Bill Brodsky, chef and owner of City Landing restaurant, which is across the street from the New England Aquarium, said he became involved in the project because he admires his neighbor’s sustainability initiative. “While the aquarium is a nice place to spend a day, I don’t think people realize how much research is put forth by the organization.”

He’s featuring two items as Blue Plate specials: Alaska pollock fish and chips, and long-fin squid calamari. “The long fin’s actually a product that we use all the time,” he said, noting that the squid species is great from a sustainability initiative because they reproduce quickly and swim in large schools, making it easy for fisherman to catch them with very little bycatch — other species that unwittingly get caught in the fishing process. 

The pollock is a replacement for local haddock, which is what’s usually in his fish and chips. “Pollock’s a very cool species of fish,” he said. “It reproduces amazingly fast so they’re in no danger of going extinct, and [Alaska fishermen] have very advanced methods of fishing these pollock so they don’t disturb the environment.”

Raising consumer awareness

(Continued from page 1)

Heather Tausig, associate vice president of conservation for the New England Aquarium’s Sustainable Seafood Program, said she is experimenting with different ways to communicate with the public and get them to make “ocean-friendly” choices.

The six-week project started on February 22 and is running for six weeks, so that the awareness-raising campaign runs during the Boston Seafood Show — the largest international seafood show — as well as during Lent, when many Catholics abstain from eating meat on Fridays.
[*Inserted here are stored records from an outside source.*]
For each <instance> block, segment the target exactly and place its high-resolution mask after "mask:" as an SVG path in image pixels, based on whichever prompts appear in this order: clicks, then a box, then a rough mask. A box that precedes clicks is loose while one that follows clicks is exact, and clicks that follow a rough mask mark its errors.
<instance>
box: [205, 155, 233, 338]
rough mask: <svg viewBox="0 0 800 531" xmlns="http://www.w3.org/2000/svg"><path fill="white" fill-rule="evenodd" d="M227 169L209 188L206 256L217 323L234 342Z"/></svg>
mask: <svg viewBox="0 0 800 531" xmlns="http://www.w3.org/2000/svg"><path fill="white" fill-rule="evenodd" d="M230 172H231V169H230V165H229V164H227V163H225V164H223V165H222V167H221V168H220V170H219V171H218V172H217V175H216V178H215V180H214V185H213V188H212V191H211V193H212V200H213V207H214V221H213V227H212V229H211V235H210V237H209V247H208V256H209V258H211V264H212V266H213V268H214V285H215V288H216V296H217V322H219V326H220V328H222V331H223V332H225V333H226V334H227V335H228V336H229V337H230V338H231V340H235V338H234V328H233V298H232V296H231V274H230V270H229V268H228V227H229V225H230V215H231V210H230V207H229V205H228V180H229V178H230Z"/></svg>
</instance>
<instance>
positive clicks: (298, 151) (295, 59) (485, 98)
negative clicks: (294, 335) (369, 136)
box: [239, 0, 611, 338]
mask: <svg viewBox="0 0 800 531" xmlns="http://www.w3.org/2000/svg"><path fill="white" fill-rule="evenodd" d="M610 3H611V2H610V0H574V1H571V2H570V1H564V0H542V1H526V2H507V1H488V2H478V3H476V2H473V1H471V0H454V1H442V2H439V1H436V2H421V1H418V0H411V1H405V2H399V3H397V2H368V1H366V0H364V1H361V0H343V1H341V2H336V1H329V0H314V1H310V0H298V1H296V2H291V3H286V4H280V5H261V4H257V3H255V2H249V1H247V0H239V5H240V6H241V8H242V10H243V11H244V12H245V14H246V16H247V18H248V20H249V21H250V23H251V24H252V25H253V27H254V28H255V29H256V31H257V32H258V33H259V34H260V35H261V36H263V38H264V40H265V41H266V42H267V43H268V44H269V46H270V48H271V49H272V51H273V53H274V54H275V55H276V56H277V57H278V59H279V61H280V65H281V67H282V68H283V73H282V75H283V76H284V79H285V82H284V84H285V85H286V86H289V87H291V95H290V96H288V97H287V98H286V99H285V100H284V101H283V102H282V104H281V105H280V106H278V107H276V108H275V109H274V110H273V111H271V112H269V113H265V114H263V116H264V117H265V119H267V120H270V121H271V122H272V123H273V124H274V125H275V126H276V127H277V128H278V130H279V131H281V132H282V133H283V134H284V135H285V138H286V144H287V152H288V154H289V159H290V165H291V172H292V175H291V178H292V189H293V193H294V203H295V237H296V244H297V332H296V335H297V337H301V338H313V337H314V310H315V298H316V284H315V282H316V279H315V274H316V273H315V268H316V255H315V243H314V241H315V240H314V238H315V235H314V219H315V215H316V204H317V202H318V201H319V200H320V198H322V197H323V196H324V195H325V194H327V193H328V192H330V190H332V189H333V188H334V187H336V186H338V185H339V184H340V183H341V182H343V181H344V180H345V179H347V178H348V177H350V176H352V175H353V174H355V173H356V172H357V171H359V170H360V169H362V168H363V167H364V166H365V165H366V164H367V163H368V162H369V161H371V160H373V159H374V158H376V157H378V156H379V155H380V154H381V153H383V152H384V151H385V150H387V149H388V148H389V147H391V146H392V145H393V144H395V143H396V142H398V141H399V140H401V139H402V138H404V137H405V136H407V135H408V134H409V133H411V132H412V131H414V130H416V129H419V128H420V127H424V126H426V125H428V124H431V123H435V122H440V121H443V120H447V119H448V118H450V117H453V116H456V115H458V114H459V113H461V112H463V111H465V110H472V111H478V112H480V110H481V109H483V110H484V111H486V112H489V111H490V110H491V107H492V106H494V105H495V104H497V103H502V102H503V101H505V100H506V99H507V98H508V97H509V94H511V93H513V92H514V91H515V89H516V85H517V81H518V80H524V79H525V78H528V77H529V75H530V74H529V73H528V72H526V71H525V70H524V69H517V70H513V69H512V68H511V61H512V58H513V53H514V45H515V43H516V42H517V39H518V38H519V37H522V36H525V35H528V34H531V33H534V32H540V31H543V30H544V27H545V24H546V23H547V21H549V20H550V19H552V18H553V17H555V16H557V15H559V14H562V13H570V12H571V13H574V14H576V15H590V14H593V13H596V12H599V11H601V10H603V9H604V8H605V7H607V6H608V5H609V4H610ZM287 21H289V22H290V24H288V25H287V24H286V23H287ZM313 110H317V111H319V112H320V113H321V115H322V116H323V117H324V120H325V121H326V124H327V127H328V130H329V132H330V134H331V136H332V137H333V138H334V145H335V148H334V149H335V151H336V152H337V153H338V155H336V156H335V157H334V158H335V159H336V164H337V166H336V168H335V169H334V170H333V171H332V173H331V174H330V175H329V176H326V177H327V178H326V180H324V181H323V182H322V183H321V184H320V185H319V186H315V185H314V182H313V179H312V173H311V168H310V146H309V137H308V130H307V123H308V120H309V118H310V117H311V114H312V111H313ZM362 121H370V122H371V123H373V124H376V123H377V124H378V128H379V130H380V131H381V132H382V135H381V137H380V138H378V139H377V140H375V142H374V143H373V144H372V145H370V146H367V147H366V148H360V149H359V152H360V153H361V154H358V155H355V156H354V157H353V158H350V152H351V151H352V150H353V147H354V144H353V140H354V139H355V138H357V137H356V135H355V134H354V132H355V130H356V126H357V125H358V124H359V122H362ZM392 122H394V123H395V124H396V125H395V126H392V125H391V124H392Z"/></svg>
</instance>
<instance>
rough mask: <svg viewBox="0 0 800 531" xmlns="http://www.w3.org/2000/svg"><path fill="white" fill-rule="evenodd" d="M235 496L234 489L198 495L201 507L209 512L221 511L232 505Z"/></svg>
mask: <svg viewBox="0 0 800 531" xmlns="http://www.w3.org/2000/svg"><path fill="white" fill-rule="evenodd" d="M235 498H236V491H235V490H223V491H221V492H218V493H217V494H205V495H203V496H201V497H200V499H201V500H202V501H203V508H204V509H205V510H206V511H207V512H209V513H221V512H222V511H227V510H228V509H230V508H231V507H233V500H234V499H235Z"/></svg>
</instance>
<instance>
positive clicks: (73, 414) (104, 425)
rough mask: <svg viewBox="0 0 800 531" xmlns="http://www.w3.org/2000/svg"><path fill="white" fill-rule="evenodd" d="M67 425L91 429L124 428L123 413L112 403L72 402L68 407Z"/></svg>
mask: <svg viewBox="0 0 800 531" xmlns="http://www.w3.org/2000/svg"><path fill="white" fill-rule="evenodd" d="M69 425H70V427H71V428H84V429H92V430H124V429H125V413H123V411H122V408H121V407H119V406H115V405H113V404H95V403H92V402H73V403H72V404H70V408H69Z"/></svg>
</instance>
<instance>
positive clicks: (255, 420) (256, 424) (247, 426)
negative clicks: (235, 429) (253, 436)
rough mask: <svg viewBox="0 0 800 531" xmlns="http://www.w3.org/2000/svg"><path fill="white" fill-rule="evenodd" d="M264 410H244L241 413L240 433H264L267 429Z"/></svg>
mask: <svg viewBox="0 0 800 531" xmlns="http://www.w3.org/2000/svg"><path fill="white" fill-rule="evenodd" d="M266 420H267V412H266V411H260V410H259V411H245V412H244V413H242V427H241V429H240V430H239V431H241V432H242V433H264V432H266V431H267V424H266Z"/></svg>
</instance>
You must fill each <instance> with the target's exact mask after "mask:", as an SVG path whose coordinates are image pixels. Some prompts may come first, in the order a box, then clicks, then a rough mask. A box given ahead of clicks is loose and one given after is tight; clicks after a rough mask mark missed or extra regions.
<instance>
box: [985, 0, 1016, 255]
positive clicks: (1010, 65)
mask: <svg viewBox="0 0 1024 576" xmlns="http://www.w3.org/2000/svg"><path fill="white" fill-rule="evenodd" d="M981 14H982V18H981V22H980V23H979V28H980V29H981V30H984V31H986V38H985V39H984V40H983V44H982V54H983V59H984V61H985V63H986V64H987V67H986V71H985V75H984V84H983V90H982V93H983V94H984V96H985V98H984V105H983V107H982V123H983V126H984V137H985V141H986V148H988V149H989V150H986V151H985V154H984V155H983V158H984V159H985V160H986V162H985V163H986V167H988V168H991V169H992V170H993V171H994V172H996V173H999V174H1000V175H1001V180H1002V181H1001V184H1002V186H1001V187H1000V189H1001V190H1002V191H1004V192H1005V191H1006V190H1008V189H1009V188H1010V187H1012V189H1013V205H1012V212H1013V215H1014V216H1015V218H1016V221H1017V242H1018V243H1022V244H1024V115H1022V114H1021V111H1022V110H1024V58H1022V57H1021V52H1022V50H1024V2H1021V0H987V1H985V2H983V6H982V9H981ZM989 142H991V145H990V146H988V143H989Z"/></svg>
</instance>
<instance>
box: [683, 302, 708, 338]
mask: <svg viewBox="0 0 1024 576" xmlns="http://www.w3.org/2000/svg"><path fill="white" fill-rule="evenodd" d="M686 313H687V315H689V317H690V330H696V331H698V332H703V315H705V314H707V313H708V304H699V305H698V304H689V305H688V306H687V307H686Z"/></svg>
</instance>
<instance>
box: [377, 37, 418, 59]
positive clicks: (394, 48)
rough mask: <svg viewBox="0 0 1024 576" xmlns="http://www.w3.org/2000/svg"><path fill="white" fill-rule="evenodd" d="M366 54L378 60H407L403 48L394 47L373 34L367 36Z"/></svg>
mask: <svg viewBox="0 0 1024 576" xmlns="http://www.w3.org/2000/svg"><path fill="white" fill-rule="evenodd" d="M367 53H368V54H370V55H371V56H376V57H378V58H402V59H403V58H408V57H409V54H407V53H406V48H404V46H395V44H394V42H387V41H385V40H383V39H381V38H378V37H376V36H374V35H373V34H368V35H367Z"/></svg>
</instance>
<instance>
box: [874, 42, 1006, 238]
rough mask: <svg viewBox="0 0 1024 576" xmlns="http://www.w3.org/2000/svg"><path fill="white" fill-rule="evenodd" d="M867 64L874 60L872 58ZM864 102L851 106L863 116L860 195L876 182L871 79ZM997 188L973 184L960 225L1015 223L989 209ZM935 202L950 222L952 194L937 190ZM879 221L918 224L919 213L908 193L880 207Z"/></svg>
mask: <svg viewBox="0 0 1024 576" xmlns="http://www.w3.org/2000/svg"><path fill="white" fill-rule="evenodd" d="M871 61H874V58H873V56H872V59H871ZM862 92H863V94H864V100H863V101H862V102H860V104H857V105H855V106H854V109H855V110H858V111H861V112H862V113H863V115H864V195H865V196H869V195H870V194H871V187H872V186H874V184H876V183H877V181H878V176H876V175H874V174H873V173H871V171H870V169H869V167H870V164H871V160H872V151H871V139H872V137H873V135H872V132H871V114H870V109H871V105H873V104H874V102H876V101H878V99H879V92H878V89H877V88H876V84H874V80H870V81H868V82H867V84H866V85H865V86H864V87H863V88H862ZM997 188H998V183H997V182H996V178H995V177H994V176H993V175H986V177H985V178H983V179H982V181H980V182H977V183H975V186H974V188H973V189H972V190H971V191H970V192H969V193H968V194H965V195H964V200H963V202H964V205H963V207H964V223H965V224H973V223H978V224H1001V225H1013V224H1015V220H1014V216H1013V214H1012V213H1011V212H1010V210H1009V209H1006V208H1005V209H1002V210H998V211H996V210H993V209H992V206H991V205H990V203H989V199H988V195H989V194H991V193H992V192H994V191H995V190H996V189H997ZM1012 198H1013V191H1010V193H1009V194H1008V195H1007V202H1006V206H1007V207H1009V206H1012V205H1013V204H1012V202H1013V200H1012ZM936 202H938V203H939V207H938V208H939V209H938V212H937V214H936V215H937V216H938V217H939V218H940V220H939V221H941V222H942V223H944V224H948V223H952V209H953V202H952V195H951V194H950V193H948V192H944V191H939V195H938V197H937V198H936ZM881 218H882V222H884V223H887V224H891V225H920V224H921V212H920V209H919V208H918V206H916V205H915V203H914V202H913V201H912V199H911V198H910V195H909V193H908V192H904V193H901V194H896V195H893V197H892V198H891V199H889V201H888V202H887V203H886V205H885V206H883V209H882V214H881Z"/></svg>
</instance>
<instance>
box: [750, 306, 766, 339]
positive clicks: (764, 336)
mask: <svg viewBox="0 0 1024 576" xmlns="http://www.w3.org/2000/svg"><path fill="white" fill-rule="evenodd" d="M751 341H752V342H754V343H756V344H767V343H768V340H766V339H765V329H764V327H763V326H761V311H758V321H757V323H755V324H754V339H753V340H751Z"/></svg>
“Most of these restaurants that are running the Blue Plate Special are run by chefs we’ve worked with in the past who are working to highlight and differentiate themselves as well,” she said. “As we engage more chefs, we hope this is something we can do more often,” she added.

Bill Brodsky
Bill Brodsky is the chef and owner of City Landing restaurant, which is across the street from the New England Aquarium.

The Aquarium’s role is to provide the chefs, and their servers, with information about the highlighted species that they can share with their guest, as well as to engage in cross-promotional activities in traditional and social media. “It’s really a cooperative marketing opportunity,” Tausig noted.

Raising awareness of seafood sustainability is particularly important in New England, where many people make their living off of the ocean’s bounty. “New England is really a hotbed for fishery issues,” Tausig said. “And any negative messages that come from the media [in the United States] traditionally focus on some of the challenges we face in New England.”

However, choosing sustainably raised or caught seafood helps support healthy oceans by supporting best practices in both fishing and aquaculture.

The species selected by the New England Aquarium for the Blue Plate Special project are Alaska pollock, Alaska salmon, Atlantic deep sea red crab, Atlantic mackerel, U.S.-farmed bay scallops, U.S.-farmed catfish, farmed clams, Dungeness crab, U.S.-farmed kelp, long-fin squid, market squid, farmed mussels, farmed oysters, Pacific sardines, redfish, sablefish, U.S.-farmed or wild striped bass and wreckfish.

Tausig said the species being highlighted range from domestic to international and include wild and farmed species, “because we see great choices in all of those. I think that’s an important message we’re trying to communicate.”

So is highlighting success stories, she noted, such as the rebounding of species such as striped bass.

“It’s a lot of work, but it’s exciting to be doing things that are important to the health of the oceans and the human communities that are dependent on them.”